El sector textil ya mira hacia la campaña de verano con pesimismo. Una vez revisada la facturación de Semana Santa, que según los datos aportados por Acotex ha sido un 38% menor que en el mismo periodo de 2019, las tiendas de ropa prevén que la situación no sea diferente hasta entrado el otoño.

En concreto, la patronal que representa a las empresas del sector prevé que la temporada de verano se desarrolle con caídas de ventas de entre el 30% y el 40%, señalan desde Acotex a Vozpópuli. "La situación sigue siendo catastrófica y no vemos la luz, no vemos que el sector se recupere", explica el presidente de la patronal, Eduardo Zamácola.

No en vano, los empresarios dedicados al sector textil apuntan a que la caída acumulada de ventas desde enero alcanza ya el 47%. Cabe señalar que, aunque enero y febrero se analizan en base a los datos de 2020, la comparación de marzo se realiza con las cifras de 2019, puesto que el año pasado los establecimientos estaban cerrados en ese mes a raíz del decreto del estado de alarma.

Con la campaña de vacunación en marcha, las tiendas de ropa creen que hasta que no se alcance la "inmunidad de rebaño" su recuperación no va a comenzar; una situación que no creen que se produzca hasta bien entrado el otoño, en octubre.
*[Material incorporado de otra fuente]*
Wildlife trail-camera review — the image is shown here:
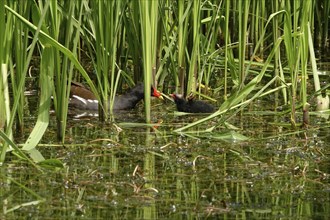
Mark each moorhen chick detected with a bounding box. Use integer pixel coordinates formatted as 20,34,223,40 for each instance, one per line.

Como explica Zamácola, "las restricciones afectan a la venta de ropa porque la gente no sale, no se celebran bodas y eventos", lo que impacta de forma directa en los cambios de armario que tradicionalmente vienen de la mano de la compra de nuevas prendas. A esta situación, a la "falta de situaciones para estrenar", se suma la situación económica, por la cual muchos consumidores bien no tienen capacidad de gastar, bien han decidido apostar por el ahorro.

El textil teme más cierres

Con todo, el temor de la patronal pasa ahora "por que los dueños de las tiendas decidan no abrir para verano una vez liquiden la temporada de invierno". "El músculo y el pulmón que tiene el empresario se va agotando", insiste el presidente de Acotex.

En base a las cifras que maneja el sector, el 25% de los locales abiertos antes de la declaración del estado de alarma por la pandemia del coronavirus ya ha bajado la persiana. El temor, explica Zamácola, es que esa cifra "aumente hasta el 40% en los próximos dos o tres meses".

Para muestra, H&M

Se trata de una situación que no solo está afectado a pequeños y medianos comerciantes, sino a grandes cadenas como H&M. En el caso de la cadena sueca, hace unos días comunicó su intención de iniciar un ERE en España, que afectará a un máximo de 1.100 empleados.

Con el marco de un proceso de "reorganización", el gigante textil cerrará 30 puntos de venta en el país, de los que 27 serán de H&M y tres de COS. "Necesitamos adaptarnos al cambio del comportamiento de los clientes y sus necesidades para ser capaces de seguir siendo competitivos. Es necesario realizar todos estos cambios como un paso crucial para asegurar la sostenibilidad de nuestro negocio a largo plazo", insistieron desde la empresa.

En este contexto, la patronal textil insiste en solicitar a las administraciones medidas financieras, laborales como la prórroga de los ERTE y la flexibilización laboral -que se facilite despedir a los empresarios-. Del mismo modo, los empresarios abogan por solicitar otras medidas fiscales como la reducción de IVA, que considera "fundamental" para animar el consumo.

"Todo va a depender del ritmo de vacunación, pero los cálculos más optimistas apuntan a que hasta octubre no habrá una situación que permita empezar a vender ropa como antes", concluye Zamácola.